A military dogfight typically is a dizzying aerial battle of wits – the kind of contest that wins battles and wars. But this slight US musical adds a second definition. It’s set among Vietnam era marines who haven’t seen real combat yet, so get their kicks from an utterly witless contest to see who can pick up, then humiliate, the local girl they deem least worthy of that dubious honour.

It’s an unsavoury premise, not least for a musical that shies away from the realities of the conflict in Vietnam in favour of a rather frothy romance between 20 year old marine Eddie and the “dog” he picks up, Rose. Seemingly born and bred in a diner ready for this moment, she’s never been to a party before and has no idea that she’s being taken to this one solely because, at a mere two dress sizes above musical theatre industry standard, she’s a surefire candidate to win Eddie a cash prize in the marines’ unbeautiful parade.

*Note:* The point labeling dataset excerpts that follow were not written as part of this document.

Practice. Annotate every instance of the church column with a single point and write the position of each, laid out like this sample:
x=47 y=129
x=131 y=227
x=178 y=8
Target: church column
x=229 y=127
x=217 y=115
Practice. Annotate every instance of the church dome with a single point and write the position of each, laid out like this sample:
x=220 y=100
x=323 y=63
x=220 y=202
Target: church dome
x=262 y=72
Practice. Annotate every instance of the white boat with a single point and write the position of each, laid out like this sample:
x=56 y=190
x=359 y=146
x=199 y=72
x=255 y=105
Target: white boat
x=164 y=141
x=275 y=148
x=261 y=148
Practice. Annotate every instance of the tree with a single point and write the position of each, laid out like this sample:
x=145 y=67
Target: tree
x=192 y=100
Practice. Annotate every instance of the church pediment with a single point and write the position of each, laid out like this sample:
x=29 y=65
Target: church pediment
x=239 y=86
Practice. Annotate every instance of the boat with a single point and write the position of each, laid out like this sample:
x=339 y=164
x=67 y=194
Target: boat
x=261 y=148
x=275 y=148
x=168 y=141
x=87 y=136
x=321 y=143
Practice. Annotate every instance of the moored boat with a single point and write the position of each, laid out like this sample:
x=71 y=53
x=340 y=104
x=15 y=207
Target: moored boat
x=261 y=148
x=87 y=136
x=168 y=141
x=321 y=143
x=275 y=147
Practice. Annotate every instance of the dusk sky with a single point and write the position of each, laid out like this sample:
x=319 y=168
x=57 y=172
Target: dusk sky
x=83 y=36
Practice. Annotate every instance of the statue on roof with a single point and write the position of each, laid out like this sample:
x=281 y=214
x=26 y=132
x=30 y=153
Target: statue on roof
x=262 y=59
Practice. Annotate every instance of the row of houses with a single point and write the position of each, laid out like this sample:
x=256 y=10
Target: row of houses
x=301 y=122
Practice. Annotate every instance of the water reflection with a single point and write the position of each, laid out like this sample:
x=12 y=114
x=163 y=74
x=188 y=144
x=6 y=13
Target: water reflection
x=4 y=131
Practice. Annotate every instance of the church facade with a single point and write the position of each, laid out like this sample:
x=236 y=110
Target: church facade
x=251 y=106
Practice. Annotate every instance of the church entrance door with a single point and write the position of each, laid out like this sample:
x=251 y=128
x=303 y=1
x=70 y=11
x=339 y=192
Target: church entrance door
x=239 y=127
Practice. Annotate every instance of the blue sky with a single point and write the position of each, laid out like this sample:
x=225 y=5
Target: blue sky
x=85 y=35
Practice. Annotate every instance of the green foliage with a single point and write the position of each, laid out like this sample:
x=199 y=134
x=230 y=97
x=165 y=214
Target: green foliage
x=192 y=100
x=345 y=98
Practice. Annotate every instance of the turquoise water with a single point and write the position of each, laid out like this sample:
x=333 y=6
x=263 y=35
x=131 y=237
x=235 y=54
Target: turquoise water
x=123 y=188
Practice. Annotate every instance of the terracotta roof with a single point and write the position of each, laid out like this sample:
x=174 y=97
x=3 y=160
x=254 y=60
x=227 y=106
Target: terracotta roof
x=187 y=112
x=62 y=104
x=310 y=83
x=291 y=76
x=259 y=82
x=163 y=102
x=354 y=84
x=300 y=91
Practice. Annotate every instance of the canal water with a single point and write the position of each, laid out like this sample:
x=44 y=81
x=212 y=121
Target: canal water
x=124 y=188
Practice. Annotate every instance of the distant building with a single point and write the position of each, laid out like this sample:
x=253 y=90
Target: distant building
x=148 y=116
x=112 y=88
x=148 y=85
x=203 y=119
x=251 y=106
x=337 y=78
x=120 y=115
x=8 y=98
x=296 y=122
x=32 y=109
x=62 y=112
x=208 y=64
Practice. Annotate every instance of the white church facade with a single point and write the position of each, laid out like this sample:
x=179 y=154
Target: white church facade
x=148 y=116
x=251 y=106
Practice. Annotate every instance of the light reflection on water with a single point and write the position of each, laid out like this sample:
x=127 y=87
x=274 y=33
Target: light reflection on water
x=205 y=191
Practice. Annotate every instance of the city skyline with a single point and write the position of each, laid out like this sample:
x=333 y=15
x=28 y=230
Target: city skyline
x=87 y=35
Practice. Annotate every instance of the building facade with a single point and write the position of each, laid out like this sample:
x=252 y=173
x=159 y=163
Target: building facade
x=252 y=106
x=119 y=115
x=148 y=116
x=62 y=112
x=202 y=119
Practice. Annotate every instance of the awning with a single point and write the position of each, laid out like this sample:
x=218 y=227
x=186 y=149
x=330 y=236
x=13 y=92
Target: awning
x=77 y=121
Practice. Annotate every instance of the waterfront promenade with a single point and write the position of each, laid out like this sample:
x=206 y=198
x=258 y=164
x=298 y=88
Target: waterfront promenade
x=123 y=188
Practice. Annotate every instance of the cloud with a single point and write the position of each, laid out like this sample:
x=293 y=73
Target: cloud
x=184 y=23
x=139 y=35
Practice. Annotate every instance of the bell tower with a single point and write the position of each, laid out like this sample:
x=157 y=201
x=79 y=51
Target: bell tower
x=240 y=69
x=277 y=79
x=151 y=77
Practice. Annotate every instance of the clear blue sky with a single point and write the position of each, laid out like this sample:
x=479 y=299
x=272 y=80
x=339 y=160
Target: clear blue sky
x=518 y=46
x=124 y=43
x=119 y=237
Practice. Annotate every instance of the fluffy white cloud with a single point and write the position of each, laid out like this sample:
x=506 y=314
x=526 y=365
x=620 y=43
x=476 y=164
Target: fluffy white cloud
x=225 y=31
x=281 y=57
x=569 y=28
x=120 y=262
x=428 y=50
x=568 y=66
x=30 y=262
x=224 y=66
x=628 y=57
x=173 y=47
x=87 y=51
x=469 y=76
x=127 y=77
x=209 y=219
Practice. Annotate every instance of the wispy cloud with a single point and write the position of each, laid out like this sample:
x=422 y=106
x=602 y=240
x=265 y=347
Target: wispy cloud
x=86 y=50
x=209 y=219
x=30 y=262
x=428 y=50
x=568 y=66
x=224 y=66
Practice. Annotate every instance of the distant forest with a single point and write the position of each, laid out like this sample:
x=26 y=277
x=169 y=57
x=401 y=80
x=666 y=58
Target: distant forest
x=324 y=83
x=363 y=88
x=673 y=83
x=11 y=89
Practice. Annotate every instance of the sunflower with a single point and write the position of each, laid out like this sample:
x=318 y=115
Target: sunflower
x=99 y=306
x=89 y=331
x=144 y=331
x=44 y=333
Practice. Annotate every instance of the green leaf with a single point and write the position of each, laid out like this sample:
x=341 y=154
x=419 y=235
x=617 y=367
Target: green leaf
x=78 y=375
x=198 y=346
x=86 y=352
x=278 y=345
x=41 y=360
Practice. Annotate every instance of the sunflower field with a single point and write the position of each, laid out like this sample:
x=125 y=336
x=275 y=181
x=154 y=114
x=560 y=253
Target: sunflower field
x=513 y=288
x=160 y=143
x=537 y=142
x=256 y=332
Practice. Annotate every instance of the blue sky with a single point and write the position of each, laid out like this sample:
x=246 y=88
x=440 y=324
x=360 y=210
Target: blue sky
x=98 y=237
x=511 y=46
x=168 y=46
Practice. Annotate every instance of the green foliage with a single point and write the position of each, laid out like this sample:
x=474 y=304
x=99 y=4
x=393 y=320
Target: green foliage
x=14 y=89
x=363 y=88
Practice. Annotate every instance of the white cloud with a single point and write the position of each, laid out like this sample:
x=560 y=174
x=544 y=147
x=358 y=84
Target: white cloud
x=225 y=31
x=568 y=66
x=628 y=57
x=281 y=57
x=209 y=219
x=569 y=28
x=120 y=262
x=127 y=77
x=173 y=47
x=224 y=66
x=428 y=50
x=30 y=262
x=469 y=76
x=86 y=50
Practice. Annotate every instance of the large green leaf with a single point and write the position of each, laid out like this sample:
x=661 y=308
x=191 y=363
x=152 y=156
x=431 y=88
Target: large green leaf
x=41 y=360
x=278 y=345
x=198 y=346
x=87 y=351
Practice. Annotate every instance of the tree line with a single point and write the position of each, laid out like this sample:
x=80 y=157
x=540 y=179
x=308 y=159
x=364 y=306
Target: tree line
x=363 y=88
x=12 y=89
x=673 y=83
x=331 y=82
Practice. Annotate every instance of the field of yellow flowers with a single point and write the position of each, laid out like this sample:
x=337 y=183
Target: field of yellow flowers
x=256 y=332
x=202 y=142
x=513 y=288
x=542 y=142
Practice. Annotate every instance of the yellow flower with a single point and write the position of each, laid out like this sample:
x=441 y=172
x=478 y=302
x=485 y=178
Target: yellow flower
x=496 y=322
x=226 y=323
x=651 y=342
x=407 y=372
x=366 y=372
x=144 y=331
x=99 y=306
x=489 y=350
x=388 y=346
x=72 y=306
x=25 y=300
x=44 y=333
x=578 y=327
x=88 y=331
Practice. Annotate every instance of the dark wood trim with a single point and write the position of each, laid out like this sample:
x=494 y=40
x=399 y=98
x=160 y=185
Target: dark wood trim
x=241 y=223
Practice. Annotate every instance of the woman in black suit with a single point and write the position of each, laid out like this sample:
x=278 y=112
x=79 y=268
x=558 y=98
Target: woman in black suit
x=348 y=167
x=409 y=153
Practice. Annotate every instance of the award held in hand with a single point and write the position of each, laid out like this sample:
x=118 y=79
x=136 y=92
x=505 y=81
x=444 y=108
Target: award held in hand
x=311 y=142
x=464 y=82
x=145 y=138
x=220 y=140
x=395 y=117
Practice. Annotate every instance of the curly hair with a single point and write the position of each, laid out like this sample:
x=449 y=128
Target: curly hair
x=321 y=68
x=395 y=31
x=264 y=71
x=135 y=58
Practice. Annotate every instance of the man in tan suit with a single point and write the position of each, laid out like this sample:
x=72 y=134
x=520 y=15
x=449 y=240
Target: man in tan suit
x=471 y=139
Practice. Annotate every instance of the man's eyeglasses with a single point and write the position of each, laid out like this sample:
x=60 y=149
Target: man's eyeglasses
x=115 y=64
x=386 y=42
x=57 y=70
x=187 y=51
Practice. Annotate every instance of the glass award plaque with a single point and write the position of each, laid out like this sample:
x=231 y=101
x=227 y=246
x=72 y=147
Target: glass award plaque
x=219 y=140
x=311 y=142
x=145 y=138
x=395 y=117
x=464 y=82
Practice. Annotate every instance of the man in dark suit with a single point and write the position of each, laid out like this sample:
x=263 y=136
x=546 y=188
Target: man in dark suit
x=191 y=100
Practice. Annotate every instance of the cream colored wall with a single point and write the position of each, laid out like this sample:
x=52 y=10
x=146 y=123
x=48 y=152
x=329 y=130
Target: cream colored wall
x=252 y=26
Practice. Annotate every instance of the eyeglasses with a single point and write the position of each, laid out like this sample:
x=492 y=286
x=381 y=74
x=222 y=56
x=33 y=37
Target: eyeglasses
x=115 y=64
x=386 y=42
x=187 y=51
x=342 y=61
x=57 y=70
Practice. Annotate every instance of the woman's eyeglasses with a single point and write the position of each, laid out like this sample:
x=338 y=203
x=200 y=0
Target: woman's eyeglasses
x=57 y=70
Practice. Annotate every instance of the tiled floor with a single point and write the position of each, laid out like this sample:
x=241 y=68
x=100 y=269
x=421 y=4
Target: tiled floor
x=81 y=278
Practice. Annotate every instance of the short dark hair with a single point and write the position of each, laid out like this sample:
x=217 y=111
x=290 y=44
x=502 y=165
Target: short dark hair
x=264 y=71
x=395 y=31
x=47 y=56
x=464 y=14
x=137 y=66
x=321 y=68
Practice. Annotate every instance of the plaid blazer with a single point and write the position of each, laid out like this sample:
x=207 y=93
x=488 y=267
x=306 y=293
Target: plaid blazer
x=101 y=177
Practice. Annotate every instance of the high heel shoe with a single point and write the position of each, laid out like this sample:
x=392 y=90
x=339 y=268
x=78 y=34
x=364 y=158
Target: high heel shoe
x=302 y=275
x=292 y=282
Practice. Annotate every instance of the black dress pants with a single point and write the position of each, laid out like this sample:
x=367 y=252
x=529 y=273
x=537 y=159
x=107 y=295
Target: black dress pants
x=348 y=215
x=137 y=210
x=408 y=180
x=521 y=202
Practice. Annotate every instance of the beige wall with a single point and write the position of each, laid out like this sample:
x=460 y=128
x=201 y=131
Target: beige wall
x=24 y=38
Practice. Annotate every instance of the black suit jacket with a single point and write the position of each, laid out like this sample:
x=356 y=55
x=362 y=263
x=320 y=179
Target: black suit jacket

Eddie and his pals are completely ignorant of the social changes going on in the world outside. Whereas Rose idolises Bob Dylan, the only protest song they know is “We all want to come.” And where she worries about the escalating conflict in Vietnam, they think the war is a morally justifiable jolly that will get them home as heroes in no time. There’s some pathos in their certainty that their sixteen weeks of training has prepared them for whatever they might face. But Peter Duchan’s book lacks enough of a social conscience of its one to consistently comment on or satirise theirs. Rose’s relentless niceness is as feeble as a flower in a gun barrel when faced with the marine’s constant barrage of misogynist slurs directed at the “dogs” they hunt down. Still worse, the other women at the dogfight are largely mute, which is especially problematic in the case of the utterly misjudged native American stereotype Ruth Twobears – here, the tactless production design puts her in two plaits, fake tan and a pencilled on monobrow and moustache.

The irony of this musical is that it mixed Duchan’s lewd and crude book with a score of subtle delicacy. It might be as ignorant of the sixties sound as Eddie is, but Benj Pasek and Justin Paul’s gentle acoustic guitar and ingeniously arranged acapella sound has a swinging momentum of its own. Still, both leads lack the vocal power to sell their simple love duets, meaning that Rebecca Trehearn’s charismatic turn as a straight-talking hooker Marcy tramples all over these wet blankets.

There’s a similarly damp-spirited attempt at a feminist resolution in the second act. But by this time we’ve seen the marines judge women like cattle, threaten Marcy out of her share of her prize, and threaten a prostitute into sleeping with them. It’s clear that they’re all basically peripheral to the story – their only purpose is to demonstrate Eddie’s own personal development from bright-eyed young misogynist to battle-scarred family man.

This UK première comes complete with West End style production values – choreographer Lucie Pankhurst creates a visual fizz of adolescent exuberance, underneath designer Lee Newby’s vast metal arch of a set. But its rather less polished narrative arc means that, like fellow Southwark productions of American transplants Pippin and Parade, it’s unlikely to become a permanent fixture on the London scene.